Le 1er décembre dernier a eu lieu la seconde soirée lecture entre amoureux des livres et de la lecture. Nous étions quatre Maëva, Arnaud, Pierre-Élie et moi. Nous avons passé un moment délicieux entre houmous, salade vegan, cookies maison chocolat blanc et noir et du Chinon, parce que oui nous sommes des amoureux des bonnes choses. J’en viens directement au fait, c’est moi qui est entamé la soirée.

Les récits d’un pèlerin russe aux éditions Albin Michel dans la collection Spiritualités Vivantes. Depuis le mois de juillet je suis de retour en librairie au rayon Sciences Humaines et je me suis mis un but : lire un livre de chaque famille du rayon. J’ai donc lu ce récit qui me tourne autour depuis plusieurs années. En effet des amis, des clients m’en parlait comme d’un classique de la littérature russe. J’ai été subjuguée par la facilité d’accès de ce texte. Classé en religion dans la partie Orthodoxie, je m’attendais à un texte laborieux. Il n’en n’est rien.
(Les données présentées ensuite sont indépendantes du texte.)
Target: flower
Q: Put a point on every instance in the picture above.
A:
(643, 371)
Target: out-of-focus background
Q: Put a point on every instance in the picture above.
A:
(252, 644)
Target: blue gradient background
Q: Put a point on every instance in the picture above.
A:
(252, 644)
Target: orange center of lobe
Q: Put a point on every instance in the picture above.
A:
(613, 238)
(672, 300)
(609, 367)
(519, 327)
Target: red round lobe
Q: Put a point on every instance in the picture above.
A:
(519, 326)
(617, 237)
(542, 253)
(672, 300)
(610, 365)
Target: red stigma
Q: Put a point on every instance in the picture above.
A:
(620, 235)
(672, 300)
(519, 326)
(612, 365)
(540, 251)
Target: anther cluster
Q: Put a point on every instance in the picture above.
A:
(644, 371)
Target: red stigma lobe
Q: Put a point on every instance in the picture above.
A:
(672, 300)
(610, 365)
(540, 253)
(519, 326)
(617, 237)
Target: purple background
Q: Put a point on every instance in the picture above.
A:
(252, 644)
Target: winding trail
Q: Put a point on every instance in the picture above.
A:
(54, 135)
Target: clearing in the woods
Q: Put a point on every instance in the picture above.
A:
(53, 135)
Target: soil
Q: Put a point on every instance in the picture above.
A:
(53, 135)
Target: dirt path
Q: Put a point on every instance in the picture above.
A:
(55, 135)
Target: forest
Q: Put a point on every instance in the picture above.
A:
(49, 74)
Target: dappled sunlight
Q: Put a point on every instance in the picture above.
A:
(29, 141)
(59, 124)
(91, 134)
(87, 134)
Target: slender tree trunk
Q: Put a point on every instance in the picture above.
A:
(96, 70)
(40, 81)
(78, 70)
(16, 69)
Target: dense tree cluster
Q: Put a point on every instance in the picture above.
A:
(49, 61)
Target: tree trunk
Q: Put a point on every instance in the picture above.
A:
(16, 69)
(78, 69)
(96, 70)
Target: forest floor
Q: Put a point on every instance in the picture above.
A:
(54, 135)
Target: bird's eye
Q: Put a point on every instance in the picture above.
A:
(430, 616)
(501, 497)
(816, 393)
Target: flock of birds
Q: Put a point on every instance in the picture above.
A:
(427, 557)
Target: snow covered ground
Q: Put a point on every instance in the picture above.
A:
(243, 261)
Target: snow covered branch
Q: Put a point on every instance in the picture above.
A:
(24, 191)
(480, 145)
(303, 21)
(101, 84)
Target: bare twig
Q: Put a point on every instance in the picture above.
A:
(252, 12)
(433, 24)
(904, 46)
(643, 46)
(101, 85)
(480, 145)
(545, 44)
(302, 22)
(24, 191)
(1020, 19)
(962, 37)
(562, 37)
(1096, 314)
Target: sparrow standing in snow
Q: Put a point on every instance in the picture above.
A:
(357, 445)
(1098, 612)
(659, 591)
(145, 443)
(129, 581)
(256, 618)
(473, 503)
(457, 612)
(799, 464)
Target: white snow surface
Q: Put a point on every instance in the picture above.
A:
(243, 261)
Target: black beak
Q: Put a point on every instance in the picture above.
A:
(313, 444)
LA traduction doit être merveilleuse car la fluidité du récit est surprenante. Divisé en quatre partie, ce texte peut se lire comme un roman initiatique, comme une quête (le pèlerin est à la recherche de la prière du cœur), mais aussi comme une photographie de la Russie de la fin du XIXe siècle. Coup de cœur donc pour moi

Ensuite Maëva a pris la parole pour nous parler de Dans l’eau je suis chez moi de Aliona Gloukhova publié aux éditions Verticales. Maëva l’a lu sur conseil. Ça se passe en Biélorussie et c’est l’histoire d’une jeune fille de 8 ans dont le père disparaît en mer. C’est un livre qui dit comment on ne se remet pas d’une disparition. Dans ce roman l’auteure étudie le mot disparu, la disparition qui est l’état de son père. Elle mène l’enquète sur ce qui c’est passé. Maëva dit que c’est un roman sur l’oubli, que c’est un beau livre de reflexion sur le deuil, que le rapport est présent tout du long (Maëva nous lit un passage sur la natation qui l’a beaucoup touché). Belle écriture sans un mot de trop.

C’est au tour d’Arnaud de nous parler de l’Éloge de l’énergie vagabonde de Sylvain Tesson paru aux éditions Pocket. Arnaud a acheté ce livre suite à la lecture d’un article dans un magazine. Sylvain Tesson y retrace son périple à vélo entre la mer d’Aral, en passant par la mer Caspienne jusqu’en Turquie en contournant la Russie. Il suit l’oléoduc de Bakou à la Turquie. Arnaud nous dit qu’il a bien aimé le côté géopolitique des pays traversé, qu’il sent à travers ce récit que l’auteur rejette la société de consommation et il critique la position des femmes dans les pays musulmans traversés. Arnaud a aussi ressenti que l’auteur se sent mieux seul même s’il aime les gens qu’il rencontre. La conclusion n’est pas très optimiste et Sylvain Tesson dit que tant qu’on aura du pétrole on ne s’en sortira pas.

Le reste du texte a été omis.